Feedback on carbon calculations
The time reported to collate trial activity data and complete the carbon footprinting calculations ranged from 5 hours to 60 hours, largely depending on trial size and complexity and the extent to which the individual performing the footprinting was familiar with the trial and could easily locate the required information. Collaborators who went on to footprint more than one trial anecdotally noted that it took approximately 50% less time on repeat application of guidance.
Previously, our guidance was applied retrospectively to two completed trials, and we anticipated that application to trials which are currently active or in development would take less time and be less resource intensive2. To assess this, both ongoing and completed trials were footprinted. In four of the completed trials footprinted by trial teams, the time required to retrospectively collate the trial data alone ranged from 10 to 25 hours, whereas the information was much more readily available in the ongoing trials. For SHAMROCK, the trial in set up, most of the anticipated activity was gathered via the protocol, email correspondence and a 1-hour meeting. This is because prospective application of the guidance requires the user to make more assumptions which can speed up data collection. For example, the number of planned trial meetings and patient visits can be taken directly from the funding application of a trial in set up, whereas identifying the number of visits or meetings that actually took place in a trial can require review of multiple folders and databases. However, attempting to make more accurate assumptions can also be more time consuming. For example, instead of counting the number of boxes stored in an office or looking at the GB of storage used by a trial folder, to estimate this for a trial in set up you would first need to identify a trial with similar number of sites and participants and then use that to estimate the activity data.

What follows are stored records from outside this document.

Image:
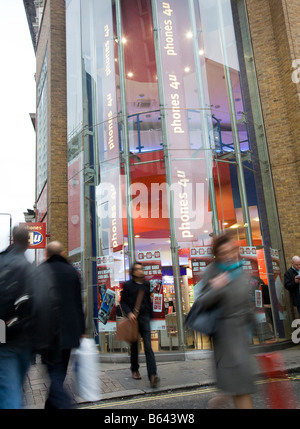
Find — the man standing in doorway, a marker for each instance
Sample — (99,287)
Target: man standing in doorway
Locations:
(128,299)
(70,325)
(292,282)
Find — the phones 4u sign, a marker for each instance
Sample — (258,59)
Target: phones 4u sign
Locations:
(37,234)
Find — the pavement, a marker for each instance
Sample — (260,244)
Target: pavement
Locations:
(177,370)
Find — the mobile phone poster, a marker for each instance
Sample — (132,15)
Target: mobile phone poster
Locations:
(108,291)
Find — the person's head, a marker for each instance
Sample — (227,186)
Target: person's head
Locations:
(296,262)
(20,237)
(225,248)
(136,271)
(54,248)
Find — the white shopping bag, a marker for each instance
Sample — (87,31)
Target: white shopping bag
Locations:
(86,361)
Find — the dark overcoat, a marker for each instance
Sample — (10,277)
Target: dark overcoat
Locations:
(233,360)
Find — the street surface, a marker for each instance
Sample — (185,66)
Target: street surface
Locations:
(273,394)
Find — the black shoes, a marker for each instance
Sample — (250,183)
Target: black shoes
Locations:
(154,381)
(136,375)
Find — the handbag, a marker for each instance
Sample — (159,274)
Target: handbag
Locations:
(203,321)
(86,365)
(128,330)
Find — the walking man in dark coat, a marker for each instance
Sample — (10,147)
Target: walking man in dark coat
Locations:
(128,299)
(71,325)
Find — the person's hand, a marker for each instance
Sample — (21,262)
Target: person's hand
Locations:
(219,281)
(131,316)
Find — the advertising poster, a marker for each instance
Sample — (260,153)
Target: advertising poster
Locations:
(250,268)
(201,257)
(190,188)
(151,261)
(106,294)
(37,234)
(74,204)
(109,189)
(279,289)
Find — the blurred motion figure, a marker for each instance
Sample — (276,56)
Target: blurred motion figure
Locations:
(65,321)
(225,285)
(16,310)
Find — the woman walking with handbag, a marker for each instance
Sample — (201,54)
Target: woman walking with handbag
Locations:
(129,296)
(225,285)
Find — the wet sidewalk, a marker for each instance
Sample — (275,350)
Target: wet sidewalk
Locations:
(176,371)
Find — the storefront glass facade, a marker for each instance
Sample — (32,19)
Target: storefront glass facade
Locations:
(163,153)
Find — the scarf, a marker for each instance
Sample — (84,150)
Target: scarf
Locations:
(234,270)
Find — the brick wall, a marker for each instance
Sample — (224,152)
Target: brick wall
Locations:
(52,36)
(275,33)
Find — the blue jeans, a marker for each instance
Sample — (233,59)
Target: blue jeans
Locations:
(14,364)
(144,329)
(57,364)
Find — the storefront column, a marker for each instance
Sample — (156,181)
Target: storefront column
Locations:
(235,134)
(204,122)
(173,238)
(125,138)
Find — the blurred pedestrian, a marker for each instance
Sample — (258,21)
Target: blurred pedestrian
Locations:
(129,295)
(224,284)
(70,328)
(292,282)
(16,283)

The majority of users required very little clarification or help to use the guidance and there were few corrections made to calculations by the project team. However, in some instances, calculation of the trial carbon footprint was iterative which helped to establish and inform where guidance was ambiguous and required clarification.

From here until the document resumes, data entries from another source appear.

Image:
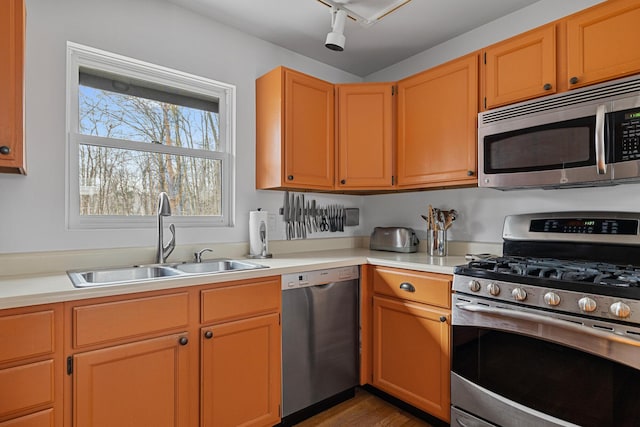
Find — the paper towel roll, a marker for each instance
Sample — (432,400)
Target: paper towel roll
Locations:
(256,219)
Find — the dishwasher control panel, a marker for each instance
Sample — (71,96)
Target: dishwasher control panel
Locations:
(319,277)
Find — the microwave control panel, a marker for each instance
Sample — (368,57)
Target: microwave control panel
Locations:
(627,128)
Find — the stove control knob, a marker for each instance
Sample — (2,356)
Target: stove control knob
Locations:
(493,289)
(551,298)
(519,294)
(587,304)
(620,309)
(474,285)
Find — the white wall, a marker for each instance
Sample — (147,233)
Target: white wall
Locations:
(32,216)
(482,211)
(33,207)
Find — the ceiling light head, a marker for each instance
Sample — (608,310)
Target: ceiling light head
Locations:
(336,39)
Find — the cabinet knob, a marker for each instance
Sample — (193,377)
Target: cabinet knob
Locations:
(406,286)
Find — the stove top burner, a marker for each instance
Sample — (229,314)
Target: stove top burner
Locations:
(598,273)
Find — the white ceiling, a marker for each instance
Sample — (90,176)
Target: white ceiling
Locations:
(302,26)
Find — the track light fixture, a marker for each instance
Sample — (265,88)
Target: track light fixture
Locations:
(335,39)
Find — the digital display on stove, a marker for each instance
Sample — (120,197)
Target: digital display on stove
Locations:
(585,226)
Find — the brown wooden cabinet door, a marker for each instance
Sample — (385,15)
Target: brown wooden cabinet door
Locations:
(520,68)
(294,131)
(144,383)
(602,43)
(11,86)
(365,136)
(411,350)
(437,116)
(38,419)
(240,367)
(309,132)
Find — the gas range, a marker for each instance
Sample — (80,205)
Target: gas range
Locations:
(579,263)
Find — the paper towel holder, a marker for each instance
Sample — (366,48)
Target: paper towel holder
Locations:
(263,239)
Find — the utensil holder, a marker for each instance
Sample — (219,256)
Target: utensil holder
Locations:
(437,242)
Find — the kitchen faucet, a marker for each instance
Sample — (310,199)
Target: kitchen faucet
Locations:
(164,209)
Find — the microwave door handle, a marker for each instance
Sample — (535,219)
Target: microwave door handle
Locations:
(601,165)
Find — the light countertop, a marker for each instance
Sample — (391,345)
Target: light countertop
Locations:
(25,290)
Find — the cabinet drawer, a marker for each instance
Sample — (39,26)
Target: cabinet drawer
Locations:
(25,387)
(38,419)
(232,302)
(428,288)
(26,335)
(112,321)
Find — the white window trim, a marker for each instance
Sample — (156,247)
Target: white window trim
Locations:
(84,56)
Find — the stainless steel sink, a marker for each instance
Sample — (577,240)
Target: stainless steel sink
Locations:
(215,266)
(110,276)
(134,274)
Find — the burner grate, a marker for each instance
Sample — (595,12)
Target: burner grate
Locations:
(569,271)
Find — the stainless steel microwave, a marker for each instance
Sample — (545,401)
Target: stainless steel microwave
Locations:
(585,137)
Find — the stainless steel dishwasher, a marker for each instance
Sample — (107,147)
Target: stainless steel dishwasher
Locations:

New emission factors and activities added to guidance
The guidance from our initial publication has been updated during this application phase to include the following new activities involved in the PREMISE, ON-PACE, UK Stand Together and INTERVAL trials: blood pressure monitoring, saline use, oxygen use, business travel by car, commuting using activity data, dental examinations, laptop usage and telephony.

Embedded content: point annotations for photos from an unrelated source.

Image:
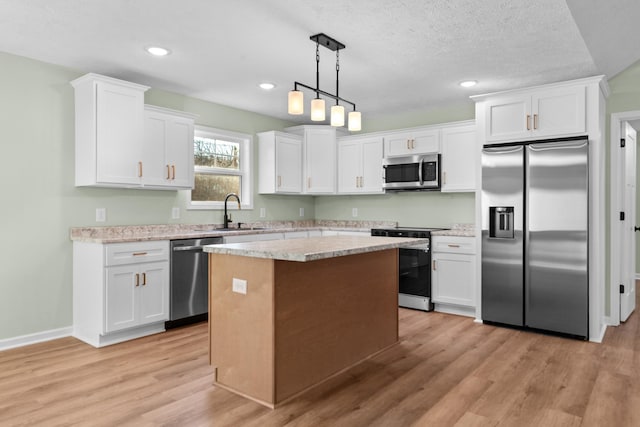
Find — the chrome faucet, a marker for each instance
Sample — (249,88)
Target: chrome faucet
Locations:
(227,220)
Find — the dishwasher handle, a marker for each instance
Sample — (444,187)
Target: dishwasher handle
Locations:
(197,248)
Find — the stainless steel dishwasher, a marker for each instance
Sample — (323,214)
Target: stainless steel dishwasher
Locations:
(189,287)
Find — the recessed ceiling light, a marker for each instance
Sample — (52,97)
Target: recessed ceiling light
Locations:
(158,51)
(468,83)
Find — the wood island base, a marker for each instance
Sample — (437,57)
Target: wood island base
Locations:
(299,323)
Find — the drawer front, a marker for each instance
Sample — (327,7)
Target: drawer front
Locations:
(454,244)
(136,252)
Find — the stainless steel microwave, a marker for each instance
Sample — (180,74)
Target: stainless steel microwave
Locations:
(416,172)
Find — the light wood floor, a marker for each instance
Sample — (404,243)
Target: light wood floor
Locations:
(447,370)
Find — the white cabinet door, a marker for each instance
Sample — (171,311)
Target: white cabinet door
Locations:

Existing emission factors have been updated in line with 2023 data from GOV.UK. Calculations using electricity and natural gas emission factors were updated, along with freight, business travel, building energy benchmarks and other clinical activities e.g. radiotherapy.
Additional assumptions have been included to aid the user with the calculations, for example the number of samples that can be stored in a freezer, the number of working hours in one full time equivalent (FTE), the number of folders that can be stored in 1m2 and the carbon footprint of common sample kit supplies. The updated “Detailed Guidance and method to calculate the carbon footprint of a clinical trial guidance (V0.5)” and associated “Data collation quick guide and worksheet” are included as Appendices B and C respectively.